It takes sauce to build trust
That was one of the unlikely messages at a seminar in Dundee last week on "leading and learning in the knowledge society". It came from Andy Hargreaves of the Lynch School of Education at Boston College in Massachusetts. His most recent work is Teaching in the Knowledge Society: Education in the Age of Insecurity.
Professor Hargreaves said that in a successful learning environment teachers collaborated in "a professional learning community". This required them to be committed to one another and to focus first and foremost on learning.
There are barriers against creating a collaborative culture, he conceded, and one way to deal with a difficult meeting is to eat - and the messier the food, the better.
"It is not easy trying to look serious when you are eating spaghetti with your fork," Professor Hargreaves said.
One school held a staff picnic to encourage teachers to communicate. They could note ideas on paper tablecloths and the tablecloths were then put on display. "If you have a collaborative culture, teachers take ideas from each other, give moral support and talk about mistakes as well," he said.
But a climate of trust is essential. "There is pretty compelling evidence that high trust schools are more effective for learning than low trust schools. High trust schools build strong trust in four areas - teachers and kids, teachers and parents, teachers and heads, teachers and each other.
Even if you have trust in two or three of the areas, you get better results."
Professor Hargreaves defined three types of trust - competence, contractual and communication.
Competence trust is about mutual understanding, being able to count on others and believing in yourself. "When the children are most challenging is when you have to show the most trust, and the same is true for teachers.
Trust is a massive investment and it is the hard part - it takes work and investment."
On contractual trust, Professor Hargreaves cited research from Canada which found that female primary teachers were most likely to believe colleagues were not pulling their weight. The objects of their distrust were male colleagues.
"Teachers don't like teachers who don't pull their weight," he said. "They feel betrayed."
Communication trust focuses on sharing information and admitting mistakes and was particularly vital. "Competence failures or contractual failures are often really communication failures," Professor Hargreaves said.

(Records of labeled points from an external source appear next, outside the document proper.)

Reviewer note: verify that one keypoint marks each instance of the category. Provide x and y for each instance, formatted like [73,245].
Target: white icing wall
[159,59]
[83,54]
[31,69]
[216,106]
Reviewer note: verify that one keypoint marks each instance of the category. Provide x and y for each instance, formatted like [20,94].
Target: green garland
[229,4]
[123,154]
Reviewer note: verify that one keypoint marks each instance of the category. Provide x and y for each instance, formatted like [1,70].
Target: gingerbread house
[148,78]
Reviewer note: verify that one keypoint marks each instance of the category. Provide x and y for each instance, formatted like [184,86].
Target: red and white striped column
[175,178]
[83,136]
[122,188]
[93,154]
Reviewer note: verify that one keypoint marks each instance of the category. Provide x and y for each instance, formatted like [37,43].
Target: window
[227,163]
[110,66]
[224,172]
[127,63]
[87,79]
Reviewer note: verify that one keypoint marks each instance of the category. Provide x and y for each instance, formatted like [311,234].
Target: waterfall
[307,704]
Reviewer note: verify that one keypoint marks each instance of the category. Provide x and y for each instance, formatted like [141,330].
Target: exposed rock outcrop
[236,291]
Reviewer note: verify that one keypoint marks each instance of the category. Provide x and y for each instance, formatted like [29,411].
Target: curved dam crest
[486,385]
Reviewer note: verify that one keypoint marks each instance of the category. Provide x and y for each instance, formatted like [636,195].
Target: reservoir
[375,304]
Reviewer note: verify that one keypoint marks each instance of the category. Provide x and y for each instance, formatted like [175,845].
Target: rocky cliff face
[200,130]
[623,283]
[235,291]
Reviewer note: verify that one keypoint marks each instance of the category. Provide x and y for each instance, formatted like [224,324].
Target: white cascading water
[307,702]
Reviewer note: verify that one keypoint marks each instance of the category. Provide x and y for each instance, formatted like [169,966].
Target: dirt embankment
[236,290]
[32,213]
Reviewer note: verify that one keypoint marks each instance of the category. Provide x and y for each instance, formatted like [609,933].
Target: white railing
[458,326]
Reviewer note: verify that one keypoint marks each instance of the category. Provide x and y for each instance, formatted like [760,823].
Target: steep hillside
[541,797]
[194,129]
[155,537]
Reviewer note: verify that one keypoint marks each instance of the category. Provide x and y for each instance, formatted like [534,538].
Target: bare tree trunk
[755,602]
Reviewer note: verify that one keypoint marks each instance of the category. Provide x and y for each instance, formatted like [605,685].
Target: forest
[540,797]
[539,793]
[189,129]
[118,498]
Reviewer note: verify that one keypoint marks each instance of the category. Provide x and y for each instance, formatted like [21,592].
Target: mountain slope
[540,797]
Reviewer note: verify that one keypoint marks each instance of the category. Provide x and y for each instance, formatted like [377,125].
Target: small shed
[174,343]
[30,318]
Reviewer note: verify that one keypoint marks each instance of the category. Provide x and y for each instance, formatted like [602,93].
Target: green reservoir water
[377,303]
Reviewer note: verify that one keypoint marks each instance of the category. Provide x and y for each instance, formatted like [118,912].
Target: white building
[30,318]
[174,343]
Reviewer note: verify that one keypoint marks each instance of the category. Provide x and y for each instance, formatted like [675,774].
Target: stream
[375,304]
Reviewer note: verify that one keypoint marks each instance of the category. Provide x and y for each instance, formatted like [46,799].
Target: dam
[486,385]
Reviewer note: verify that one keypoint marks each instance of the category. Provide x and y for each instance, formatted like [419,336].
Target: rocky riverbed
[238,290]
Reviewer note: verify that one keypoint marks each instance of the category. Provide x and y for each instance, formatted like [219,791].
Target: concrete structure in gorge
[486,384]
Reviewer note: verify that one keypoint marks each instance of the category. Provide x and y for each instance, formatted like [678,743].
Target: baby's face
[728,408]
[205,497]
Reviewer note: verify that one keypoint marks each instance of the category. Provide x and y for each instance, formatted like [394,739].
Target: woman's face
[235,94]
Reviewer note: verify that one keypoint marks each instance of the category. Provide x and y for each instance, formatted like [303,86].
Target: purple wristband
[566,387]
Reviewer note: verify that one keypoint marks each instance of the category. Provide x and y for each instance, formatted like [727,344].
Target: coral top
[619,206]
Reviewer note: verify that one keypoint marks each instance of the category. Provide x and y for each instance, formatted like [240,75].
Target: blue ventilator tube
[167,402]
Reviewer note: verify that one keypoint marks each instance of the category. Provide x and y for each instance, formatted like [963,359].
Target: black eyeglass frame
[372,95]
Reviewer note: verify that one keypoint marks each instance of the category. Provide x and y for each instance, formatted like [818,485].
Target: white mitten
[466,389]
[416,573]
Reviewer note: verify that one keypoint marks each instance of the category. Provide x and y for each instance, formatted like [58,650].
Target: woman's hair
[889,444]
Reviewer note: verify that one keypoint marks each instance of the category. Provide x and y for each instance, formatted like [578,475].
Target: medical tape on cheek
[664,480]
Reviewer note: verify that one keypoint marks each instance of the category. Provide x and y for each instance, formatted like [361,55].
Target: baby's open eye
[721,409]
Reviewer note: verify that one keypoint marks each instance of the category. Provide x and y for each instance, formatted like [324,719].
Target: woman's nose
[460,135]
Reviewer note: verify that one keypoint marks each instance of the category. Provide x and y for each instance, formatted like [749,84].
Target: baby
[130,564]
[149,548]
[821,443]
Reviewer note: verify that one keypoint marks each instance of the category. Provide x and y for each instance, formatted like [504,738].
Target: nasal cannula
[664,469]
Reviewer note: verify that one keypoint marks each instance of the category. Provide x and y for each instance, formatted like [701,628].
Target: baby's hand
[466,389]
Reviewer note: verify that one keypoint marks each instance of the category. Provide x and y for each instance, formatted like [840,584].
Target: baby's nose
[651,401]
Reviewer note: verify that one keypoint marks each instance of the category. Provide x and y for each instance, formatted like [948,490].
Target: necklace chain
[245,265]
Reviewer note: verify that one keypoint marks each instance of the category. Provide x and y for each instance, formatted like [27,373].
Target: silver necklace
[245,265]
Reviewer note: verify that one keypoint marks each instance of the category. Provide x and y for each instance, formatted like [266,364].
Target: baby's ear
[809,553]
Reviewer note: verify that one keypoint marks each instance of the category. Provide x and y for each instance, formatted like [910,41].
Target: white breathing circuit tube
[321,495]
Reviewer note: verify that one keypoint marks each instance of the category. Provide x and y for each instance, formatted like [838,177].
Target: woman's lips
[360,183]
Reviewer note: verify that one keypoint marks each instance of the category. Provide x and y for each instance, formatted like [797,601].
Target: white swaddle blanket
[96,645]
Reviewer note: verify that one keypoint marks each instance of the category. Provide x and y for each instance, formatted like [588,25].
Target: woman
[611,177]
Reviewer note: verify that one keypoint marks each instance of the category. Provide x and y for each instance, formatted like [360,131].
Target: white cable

"Whether we are a classroom or a school or a local authority or a nation, if you have trust you will get better performance over time. Trust makes a difference for pupils' learning."
Pamela Baxter, headteacher of Park Place primary in Dundee, is now looking forward to implementing professional learning teams involving all staff.
Kathryn Barclay, head of the city's Eastern primary, hailed the opportunity "to develop and challenge my own thinking about leadership".